Early and Severe Early Childhood Caries among 2- to 5-year-olds in the 2009 New Zealand National Oral Health Survey: Prevalence and Associated Factors



Martin Lee1, Philip Schluter2
1 Community Dental Service, Canterbury District Health Board, New Zealand
2 College of Education, Health and Human Development, University of Canterbury, New Zealand

Background: Few national oral health surveys have included children under five years old; the first for New Zealand was the 2009 oral health survey. This survey included a clinical examination of 256 children aged two to five years old and an interview with each child’s primary caregiver which included information about both the child and the caregiver.

Methods: Using a confidentialised unit record file, supplied by Statistics New Zealand, the prevalence of early childhood caries (ECC: d3mft>0) and severe early childhood caries (S-ECC: using the age-specific criteria described in Drury et al 1999) were calculated and merged into the dataset containing responses to the interview questions. Analysis was carried out using svy commands (to account for the complex sample design) in Stata/IC version 13.
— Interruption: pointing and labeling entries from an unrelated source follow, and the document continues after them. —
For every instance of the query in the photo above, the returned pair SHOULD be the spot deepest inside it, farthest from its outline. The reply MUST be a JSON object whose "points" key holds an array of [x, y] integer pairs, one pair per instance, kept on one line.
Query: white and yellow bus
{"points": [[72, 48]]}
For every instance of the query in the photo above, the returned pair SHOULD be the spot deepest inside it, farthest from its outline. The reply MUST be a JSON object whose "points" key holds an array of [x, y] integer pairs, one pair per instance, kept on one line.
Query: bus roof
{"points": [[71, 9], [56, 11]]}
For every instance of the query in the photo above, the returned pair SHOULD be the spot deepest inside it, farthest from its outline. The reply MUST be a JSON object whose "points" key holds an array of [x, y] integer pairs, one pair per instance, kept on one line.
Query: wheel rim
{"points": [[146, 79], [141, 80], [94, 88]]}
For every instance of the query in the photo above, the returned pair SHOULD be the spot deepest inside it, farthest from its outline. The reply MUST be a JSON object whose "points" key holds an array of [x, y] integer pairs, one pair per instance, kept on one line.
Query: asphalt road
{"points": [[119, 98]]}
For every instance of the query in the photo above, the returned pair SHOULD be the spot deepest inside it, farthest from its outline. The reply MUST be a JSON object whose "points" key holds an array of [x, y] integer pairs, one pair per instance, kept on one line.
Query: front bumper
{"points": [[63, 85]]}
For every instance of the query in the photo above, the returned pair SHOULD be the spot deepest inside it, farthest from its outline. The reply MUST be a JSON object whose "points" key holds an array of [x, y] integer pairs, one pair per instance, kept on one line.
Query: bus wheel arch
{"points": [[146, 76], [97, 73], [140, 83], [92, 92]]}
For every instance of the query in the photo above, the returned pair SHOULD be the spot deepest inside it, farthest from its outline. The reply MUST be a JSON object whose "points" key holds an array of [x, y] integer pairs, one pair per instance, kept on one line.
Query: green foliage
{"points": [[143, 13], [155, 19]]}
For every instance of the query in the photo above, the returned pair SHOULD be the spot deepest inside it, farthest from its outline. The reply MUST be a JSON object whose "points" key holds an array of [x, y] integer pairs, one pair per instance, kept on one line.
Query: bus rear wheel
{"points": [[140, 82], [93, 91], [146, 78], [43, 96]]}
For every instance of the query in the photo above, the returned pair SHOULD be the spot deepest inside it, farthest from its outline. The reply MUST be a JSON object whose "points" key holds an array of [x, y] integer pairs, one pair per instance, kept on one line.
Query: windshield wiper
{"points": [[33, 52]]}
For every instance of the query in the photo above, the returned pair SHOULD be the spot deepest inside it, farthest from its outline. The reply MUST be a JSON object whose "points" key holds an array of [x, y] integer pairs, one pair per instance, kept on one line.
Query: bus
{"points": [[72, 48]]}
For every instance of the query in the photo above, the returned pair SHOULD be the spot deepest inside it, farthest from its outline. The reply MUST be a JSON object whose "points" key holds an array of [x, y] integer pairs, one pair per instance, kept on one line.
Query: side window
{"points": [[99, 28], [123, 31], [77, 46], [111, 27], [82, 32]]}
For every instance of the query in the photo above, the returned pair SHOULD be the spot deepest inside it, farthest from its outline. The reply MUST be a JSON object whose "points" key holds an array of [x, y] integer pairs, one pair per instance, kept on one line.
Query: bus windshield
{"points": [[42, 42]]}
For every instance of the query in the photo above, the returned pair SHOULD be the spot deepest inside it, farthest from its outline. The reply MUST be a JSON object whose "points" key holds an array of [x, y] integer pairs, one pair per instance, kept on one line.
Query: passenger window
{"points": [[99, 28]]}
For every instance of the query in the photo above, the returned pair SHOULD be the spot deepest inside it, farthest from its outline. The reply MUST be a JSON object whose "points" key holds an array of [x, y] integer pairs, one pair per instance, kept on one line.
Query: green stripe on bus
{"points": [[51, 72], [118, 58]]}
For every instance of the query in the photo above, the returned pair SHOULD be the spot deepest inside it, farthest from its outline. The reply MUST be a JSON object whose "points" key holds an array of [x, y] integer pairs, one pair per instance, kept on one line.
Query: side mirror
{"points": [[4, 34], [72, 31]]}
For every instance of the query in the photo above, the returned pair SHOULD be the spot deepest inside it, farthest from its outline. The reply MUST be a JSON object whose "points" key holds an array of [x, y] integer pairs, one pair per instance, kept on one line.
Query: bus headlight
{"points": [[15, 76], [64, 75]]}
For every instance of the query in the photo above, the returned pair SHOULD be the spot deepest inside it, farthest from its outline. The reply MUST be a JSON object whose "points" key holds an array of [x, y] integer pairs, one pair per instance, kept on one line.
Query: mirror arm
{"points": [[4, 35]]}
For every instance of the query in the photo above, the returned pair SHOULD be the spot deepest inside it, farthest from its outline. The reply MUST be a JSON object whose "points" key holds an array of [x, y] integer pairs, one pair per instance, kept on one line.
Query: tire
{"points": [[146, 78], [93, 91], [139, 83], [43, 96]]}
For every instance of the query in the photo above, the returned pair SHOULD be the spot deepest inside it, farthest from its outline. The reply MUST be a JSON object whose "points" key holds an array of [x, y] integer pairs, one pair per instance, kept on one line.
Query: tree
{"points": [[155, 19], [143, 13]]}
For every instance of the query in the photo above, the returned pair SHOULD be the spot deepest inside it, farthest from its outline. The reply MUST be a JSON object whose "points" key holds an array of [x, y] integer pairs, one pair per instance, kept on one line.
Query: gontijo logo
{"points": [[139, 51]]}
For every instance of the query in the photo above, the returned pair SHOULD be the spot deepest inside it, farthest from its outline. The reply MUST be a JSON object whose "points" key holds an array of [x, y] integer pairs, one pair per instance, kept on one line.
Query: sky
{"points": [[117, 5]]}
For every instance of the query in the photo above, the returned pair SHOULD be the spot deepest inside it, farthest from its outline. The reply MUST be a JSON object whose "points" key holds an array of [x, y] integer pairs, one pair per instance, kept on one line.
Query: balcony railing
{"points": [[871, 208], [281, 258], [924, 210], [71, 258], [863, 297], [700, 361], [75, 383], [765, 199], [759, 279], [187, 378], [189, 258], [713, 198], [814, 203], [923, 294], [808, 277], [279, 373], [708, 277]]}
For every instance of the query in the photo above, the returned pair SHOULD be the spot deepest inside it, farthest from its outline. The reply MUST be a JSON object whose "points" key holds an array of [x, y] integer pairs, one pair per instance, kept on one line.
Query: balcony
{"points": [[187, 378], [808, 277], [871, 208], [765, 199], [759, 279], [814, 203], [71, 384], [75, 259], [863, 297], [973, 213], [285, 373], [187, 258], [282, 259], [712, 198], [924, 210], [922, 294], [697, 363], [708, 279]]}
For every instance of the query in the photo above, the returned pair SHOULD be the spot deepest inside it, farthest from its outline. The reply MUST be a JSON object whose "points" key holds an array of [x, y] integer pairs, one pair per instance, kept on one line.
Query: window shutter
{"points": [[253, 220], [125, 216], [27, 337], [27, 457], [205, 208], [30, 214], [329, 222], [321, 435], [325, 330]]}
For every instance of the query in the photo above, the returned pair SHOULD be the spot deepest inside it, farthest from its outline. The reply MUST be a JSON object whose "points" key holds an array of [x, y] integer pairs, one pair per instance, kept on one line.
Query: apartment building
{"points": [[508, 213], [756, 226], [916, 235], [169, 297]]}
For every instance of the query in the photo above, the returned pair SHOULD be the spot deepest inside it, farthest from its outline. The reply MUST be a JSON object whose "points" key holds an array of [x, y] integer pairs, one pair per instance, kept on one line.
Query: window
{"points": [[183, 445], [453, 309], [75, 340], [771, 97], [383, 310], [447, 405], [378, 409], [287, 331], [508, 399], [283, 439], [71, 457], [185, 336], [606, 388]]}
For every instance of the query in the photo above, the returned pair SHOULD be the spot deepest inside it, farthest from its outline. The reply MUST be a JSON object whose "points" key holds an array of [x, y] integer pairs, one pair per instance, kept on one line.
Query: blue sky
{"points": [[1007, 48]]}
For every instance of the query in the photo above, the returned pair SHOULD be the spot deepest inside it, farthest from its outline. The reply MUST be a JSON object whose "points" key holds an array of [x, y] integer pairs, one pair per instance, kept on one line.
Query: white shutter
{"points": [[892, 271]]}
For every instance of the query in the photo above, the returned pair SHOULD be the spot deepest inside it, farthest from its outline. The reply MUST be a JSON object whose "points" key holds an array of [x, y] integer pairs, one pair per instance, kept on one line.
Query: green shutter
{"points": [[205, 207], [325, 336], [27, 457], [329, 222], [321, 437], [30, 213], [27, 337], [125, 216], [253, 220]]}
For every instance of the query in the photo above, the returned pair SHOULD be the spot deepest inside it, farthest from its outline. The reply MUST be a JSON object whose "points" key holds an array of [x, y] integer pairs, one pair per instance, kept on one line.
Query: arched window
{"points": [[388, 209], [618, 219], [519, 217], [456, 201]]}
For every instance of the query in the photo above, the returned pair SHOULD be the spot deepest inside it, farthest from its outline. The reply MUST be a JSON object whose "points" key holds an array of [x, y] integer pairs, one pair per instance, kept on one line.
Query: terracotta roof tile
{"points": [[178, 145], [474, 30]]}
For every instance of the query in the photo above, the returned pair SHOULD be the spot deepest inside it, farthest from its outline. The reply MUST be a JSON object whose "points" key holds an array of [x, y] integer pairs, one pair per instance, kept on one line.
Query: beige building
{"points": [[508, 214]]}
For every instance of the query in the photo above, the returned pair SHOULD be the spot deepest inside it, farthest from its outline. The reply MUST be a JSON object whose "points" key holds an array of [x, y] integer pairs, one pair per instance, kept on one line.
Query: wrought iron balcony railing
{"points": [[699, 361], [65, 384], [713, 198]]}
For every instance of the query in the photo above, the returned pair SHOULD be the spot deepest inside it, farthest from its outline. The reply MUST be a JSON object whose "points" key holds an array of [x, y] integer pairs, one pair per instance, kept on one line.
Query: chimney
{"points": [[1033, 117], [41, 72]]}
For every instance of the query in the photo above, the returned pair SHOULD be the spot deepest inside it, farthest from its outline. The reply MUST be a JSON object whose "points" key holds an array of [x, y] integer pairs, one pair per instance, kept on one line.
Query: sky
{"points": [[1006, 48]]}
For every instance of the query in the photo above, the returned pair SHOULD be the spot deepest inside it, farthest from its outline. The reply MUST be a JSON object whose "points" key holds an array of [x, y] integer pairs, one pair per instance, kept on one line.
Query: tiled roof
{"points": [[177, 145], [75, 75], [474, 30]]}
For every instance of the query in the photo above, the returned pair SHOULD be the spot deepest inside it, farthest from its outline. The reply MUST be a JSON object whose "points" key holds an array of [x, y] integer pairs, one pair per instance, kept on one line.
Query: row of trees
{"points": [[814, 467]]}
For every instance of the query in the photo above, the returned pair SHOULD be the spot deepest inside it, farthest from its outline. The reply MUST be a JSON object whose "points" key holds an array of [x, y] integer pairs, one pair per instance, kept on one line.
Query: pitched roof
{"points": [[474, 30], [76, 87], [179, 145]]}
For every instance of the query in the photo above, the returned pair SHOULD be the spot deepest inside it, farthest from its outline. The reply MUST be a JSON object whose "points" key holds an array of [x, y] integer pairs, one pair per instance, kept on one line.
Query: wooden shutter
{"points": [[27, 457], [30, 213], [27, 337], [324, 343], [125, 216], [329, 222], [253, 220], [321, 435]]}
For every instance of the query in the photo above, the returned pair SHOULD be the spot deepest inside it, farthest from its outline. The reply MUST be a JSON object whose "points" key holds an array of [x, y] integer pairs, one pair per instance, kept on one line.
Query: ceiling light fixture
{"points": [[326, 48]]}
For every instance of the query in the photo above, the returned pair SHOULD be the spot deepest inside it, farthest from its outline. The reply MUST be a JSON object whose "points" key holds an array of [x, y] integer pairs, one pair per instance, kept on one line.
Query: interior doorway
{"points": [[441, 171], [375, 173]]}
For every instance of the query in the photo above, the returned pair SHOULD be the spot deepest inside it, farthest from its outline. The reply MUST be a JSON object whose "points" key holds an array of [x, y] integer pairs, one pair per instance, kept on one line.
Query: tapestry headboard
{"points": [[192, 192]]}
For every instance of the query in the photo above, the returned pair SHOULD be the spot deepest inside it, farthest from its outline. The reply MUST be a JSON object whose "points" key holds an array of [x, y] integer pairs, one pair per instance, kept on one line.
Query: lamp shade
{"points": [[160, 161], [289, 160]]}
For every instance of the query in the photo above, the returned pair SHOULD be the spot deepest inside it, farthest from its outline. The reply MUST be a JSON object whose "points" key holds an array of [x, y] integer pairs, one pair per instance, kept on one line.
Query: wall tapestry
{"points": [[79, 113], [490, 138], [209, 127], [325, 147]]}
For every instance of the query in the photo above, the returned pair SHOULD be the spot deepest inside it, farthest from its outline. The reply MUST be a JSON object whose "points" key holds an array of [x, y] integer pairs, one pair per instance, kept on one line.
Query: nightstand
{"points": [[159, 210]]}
Results: For all 256 two- to five-year-olds the prevalence of ECC and S-ECC was 22.7% (SE 4.0) and 15.0% (SE 2.9) respectively; for three-year-olds alone: 18.3% (SE 6.5) had ECC and 7.7% (SE 3.6) S-ECC. Both ECC and S-ECC were more common among: Maori, Pacific and Asian children (than Europeans); children with high debris index scores; children whose caregiver had no secondary school qualifications or rated their own oral health as fair or poor; and children who lived in a house with a smoker. S-ECC alone was more common among children who: had non-fluoridated water; a caregiver who had had an extraction in the last 12 months or was unpartnered and living alone; or lived in an overcrowded house.

Conclusions: The 2009 oral health survey has provided baseline data to allow future comparisons and evaluation of interventions to control ECC. Given the high costs to children, their families and health services of dealing with the consequences of ECC and S-ECC in young children more frequent data collection and diagnostic standardisation are needed.